Michael's career as a luthier began in the Bay area in 1967 when he teamed up with Larry Jameson at the first location of Guitar Resurrection in Oakland. Jameson knew guitars and how to fix them, but many things he did the slow way - by hand.

Stevens brought to the team a knowledge of tools and an understanding of mechanical drawing.

Soon, they were turning out first-rate repairs and meticulous customizing at a competitive price.

In 1974, Stevens decided to leave Guitar Resurrection to pursue a career in his first passion, horses.

He trained Arabian show horses for four years, spending those years on the road before burning out and reuniting with Jameson in 1978 at the new Guitar Resurrection in Austin.

Soon after, Stevens opened his own shop in Austin. His first big job was Christopher Cross' well-known Strat shaped double-neck guitar, as well as the Paul Glasse electric mandolin and the Roscoe Beck - Spencer Starnes six string basses.

Repair and custom work for guitar greats such as Stevie Ray and Jimmie Vaughan, Eric Johnson, Albert King, Otis Rush, Hubert Sumlin, Lonnie Mack, Ray Benson, George Thoroughgood, to mention a handful, kept Stevens busy. During this period, he built the Guit-steel for Junior Brown, known as the "Wild Man of Country."

By 1986, his work had attracted the attention of Fender; when they finally made him an offer that was too good to turn down, Stevens moved to California to become the founder and senior design engineer of the Fender Custom Shop along with design engineer John Page.
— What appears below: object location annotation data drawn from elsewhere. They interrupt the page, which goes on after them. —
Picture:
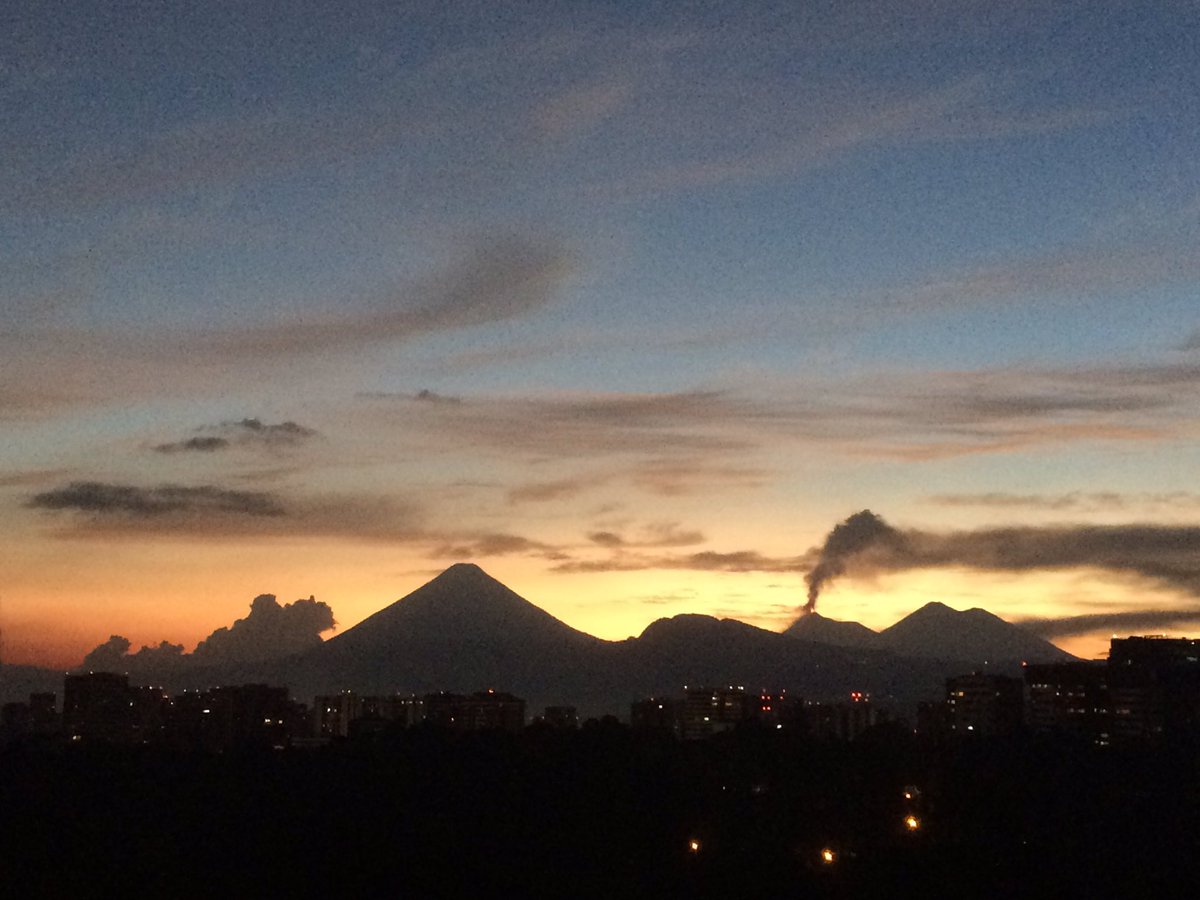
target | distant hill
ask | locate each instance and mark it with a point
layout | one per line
(815, 627)
(465, 631)
(936, 631)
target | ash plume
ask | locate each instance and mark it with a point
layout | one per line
(1164, 553)
(859, 533)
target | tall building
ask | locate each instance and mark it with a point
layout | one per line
(844, 720)
(483, 711)
(708, 711)
(984, 705)
(659, 714)
(1069, 699)
(1155, 687)
(97, 706)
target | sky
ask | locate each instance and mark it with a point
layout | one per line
(630, 304)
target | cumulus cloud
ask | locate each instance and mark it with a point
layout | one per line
(269, 631)
(114, 655)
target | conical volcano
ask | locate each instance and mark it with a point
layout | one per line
(463, 605)
(461, 631)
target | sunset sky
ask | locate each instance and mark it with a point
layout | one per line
(630, 304)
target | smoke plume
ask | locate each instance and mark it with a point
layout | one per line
(859, 533)
(864, 543)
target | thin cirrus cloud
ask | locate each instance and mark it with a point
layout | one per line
(1117, 622)
(246, 432)
(864, 544)
(1081, 501)
(106, 510)
(501, 280)
(655, 534)
(665, 438)
(495, 281)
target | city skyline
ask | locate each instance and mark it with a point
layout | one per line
(631, 306)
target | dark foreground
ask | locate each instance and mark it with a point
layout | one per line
(601, 813)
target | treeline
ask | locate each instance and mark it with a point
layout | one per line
(601, 811)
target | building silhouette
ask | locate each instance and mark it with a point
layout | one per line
(984, 705)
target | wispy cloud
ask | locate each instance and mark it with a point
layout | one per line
(127, 501)
(1121, 621)
(673, 443)
(864, 544)
(106, 510)
(657, 534)
(1073, 501)
(246, 432)
(489, 545)
(742, 561)
(501, 280)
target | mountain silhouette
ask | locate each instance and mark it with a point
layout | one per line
(463, 604)
(466, 631)
(461, 631)
(815, 627)
(977, 636)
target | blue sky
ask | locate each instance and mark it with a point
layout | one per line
(706, 277)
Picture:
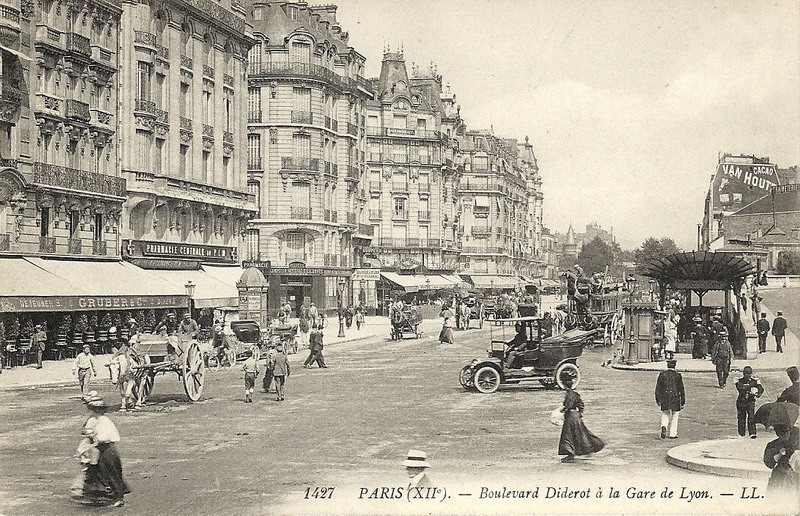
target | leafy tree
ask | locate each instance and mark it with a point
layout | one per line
(788, 262)
(654, 248)
(595, 256)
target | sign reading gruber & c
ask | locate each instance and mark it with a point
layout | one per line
(205, 253)
(80, 303)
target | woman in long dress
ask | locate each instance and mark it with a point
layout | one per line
(575, 439)
(446, 335)
(109, 465)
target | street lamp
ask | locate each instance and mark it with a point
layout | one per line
(631, 282)
(190, 292)
(339, 306)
While there, they designed and built many of the instruments that Fender's endorsement artists have played including the Eric Clapton model Strat, Danny Gatton Tele, Robert Cray Strat and the Waylon Jennings Tele.

Stevens became the first person in Fender's history to sign the instruments of his creation, namely the Stevens LJ, which was available in the designer series.

Moving to Alpine in 1990, Stevens once again opened a shop and since has been producing top-quality instruments.

Stevens' fame has spread worldwide and has satisfied owners are as far abroad as Europe, Japan and Australia.

Stevens is known in particular for two guitars, the LJ and the Classic. The LJ is his tip to Jameson, who helped him become a guitar maker.

"He was a refugee from an art school like myself, fate threw us together some-time in the late '60s in Berkeley, California," Stevens said.

"We were dating the same woman.

"Larry was starting a guitar repair shop in the Tenderloin area of Oakland. It was near Leo's Music and up above an amp shop called Magic Music Machines. Synopsis: He got the girl, I got a job."

Less than six months later, Stevens says, they moved to an old meat market at the corner of Rose and Grove in Berkeley and the real Guitar Resurrection was born.

"Larry taught me what a guitar really was and I taught him how to do it faster with power tools and jigs," he said.

"We were a perfect team. Mr. Larry, as he was called then, was my best friend and guru of flea markets. He really loved single cutaway guitars, Danelectros especially. And for that reason, I named this guitar in his honor, the LJ."

The Classic was borne out of a quest to fulfill a need.

Players always talk about how much they love Gibson ES335s but they sure would like to have a small one, he said.

In the early '80s, Stevens said, "The Japanese brought out smaller copies of the ES335 and even Gibson tried to do it, but the proportions were never handled right when they started shrinking down the guitar. None of them looked right to me."

The first Classic was built with a Korina body and neck, with a maple top. It became the main squeeze of Randy Cobb, who played with James Taylor at the time.

Stevens' second Classic was built with Honduras mahogany. Many combinations have followed these early prototypes and some examples can be seen in the Classic gallery.

"The Classic has great sustain," he said, "which I attribute to the fitting of the parts.

"That counts more than having a neck through the body or using a lot of heavy maple - which doesn't get it, as far as I am concerned. I mean, they sustain, but I don't like the tone."

There are fewer glue joints in a Michael Stevens Classic than an ES335 and this results in more structural integrity.